And, the surgical end device may include a camera 280 and a light source 270.

The camera 280 may be provided at a front end of the first flexion module 200 through a hollow region 214 formed through the first joint member 210 along the longitudinal direction. The camera 280 may acquire an image during surgery.

The light source 270 may be provided along a plurality of third hollow holes 215 that are formed through the first joint member 210 in the longitudinal direction and spaced apart in the circumferential direction, and the first bending module ( The illumination light can be irradiated in front of 200). The light source 270 may be formed in a shape corresponding to the optical fiber 260

11 is a perspective view showing an endoscope robot according to an embodiment of the present invention.

As shown in Figure 11, the endoscope robot may include a surgical end device and a driving device.

Since the surgical end device has been described above, repeated description will be omitted.

The driving device is a device for driving the surgical end device, and includes a first flexural drive unit 500, a first forward and backward drive unit 600, a second flexure drive unit 700, and a second forward and backward drive unit 800. I can.

The other ends of the plurality of first wires 250 included in the first bending module 200 may be coupled to the first bending driver 500. The first bending driver 500 may individually pull the plurality of first wires 250 to the rear of the first bending module 200 so that the first bending module 200 is bent.

The first forward and backward driving unit 600 may move the first bending driving unit 500 reciprocally in the longitudinal direction to move the first bending module 200 forward or backward.

The other ends of the plurality of second wires 350 included in the second bending module 300 may be coupled to the second bending driver 700. The second bending driver 700 may individually pull the plurality of second wires 350 to the rear of the second bending module 300 so that the second bending module 300 is bent.

The second forward and backward driving unit 800 may reciprocate the second bending driving unit 700 in the longitudinal direction to move the second bending module 300 forward or backward.

The first forward and backward driving part 600 and the second forward and backward driving part 800 can individually move the first flexure driving part 500 and the second flexure driving part 700, through which the first flexure module ( 200) and the second bending module 300 may be moved relative to each other.

Hereinafter, each driving unit will be described in detail.

12 is a front view showing the first bending drive unit and the first forward and backward driving unit of FIG. 11 as a center, and FIG. 13 is a perspective view showing the first bending drive unit of FIG.

11 to 13, the endoscope robot includes a first base 901, a first rail 902, a second base 903, a first support frame 904, and a second support frame 905. Can have.

The first base 901 may extend in one direction.

A pair of first rails 902 may be provided on the first base 901 along the longitudinal direction of the first base 901. The first rails 902 may be provided spaced apart from each other.

The first support frame 904 and the second support frame 905 may be provided between the first rails 902. The first support frame 904 may be provided in front of the upper part of the first base 901, and the second support frame 905 may be provided in the upper and rear part of the first base 901.

The second base 903 may be connected to upper portions of the first support frame 904 and the second support frame 905. The second base 903 may be provided parallel to the length direction of the first rail 902.

The first bending driving unit 500 includes a third base 510, a first mount 525, a first driving unit 520a, 520b, 520c, and 520d, a first rotating shaft 521a, 521b, 521c, 521d, and a second It may have rails 522a, 522b, 522c, and 522d, first sliders 523a, 523b, 523c, 523d, and first gripping holes 524a, 524b, 524c, and 524d.

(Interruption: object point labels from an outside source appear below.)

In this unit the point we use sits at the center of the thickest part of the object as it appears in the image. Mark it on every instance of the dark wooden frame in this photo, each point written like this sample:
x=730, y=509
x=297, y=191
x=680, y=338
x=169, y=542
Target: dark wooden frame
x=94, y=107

The third base 510 may be provided above the second base 903 to be spaced apart.

The first mount 525 may be provided in front of the upper portion of the third base 510. A first holder 526 may be provided above the first mount 525. The first holder 526 may restrain the first guide tube 240 of the surgical end device. To the rear of the first holder 526, the first wires 250a, 250b, 250c, 250d extending from the first guide tube 240, the second wires 350a, 350b, 350c, 350d, and the first tube ( 410) may be exposed.

The first driving units 520a, 520b, 520c, and 520d may be provided at the rear of the third base 510 and may be provided in a horizontal direction perpendicular to the first rail 902. The first driving units 520a, 520b, 520c, and 520d may generate rotational power.

The first rotation shafts 521a, 521b, 521c, and 521d may be provided above the third base 510 in the longitudinal direction of the first rail 902. The first rotation shafts 521a, 521b, 521c, 521d are provided to mate with the first driving units 520a, 520b, 520c, and 520d, and are driven by power generated from the first driving units 520a, 520b, 520c, and 520d. Can be rotated. The first driving units 520a, 520b, 520c, and 520d may operate individually, and thus the first rotation shafts 521a, 521b, 521c, and 521d may be individually rotated.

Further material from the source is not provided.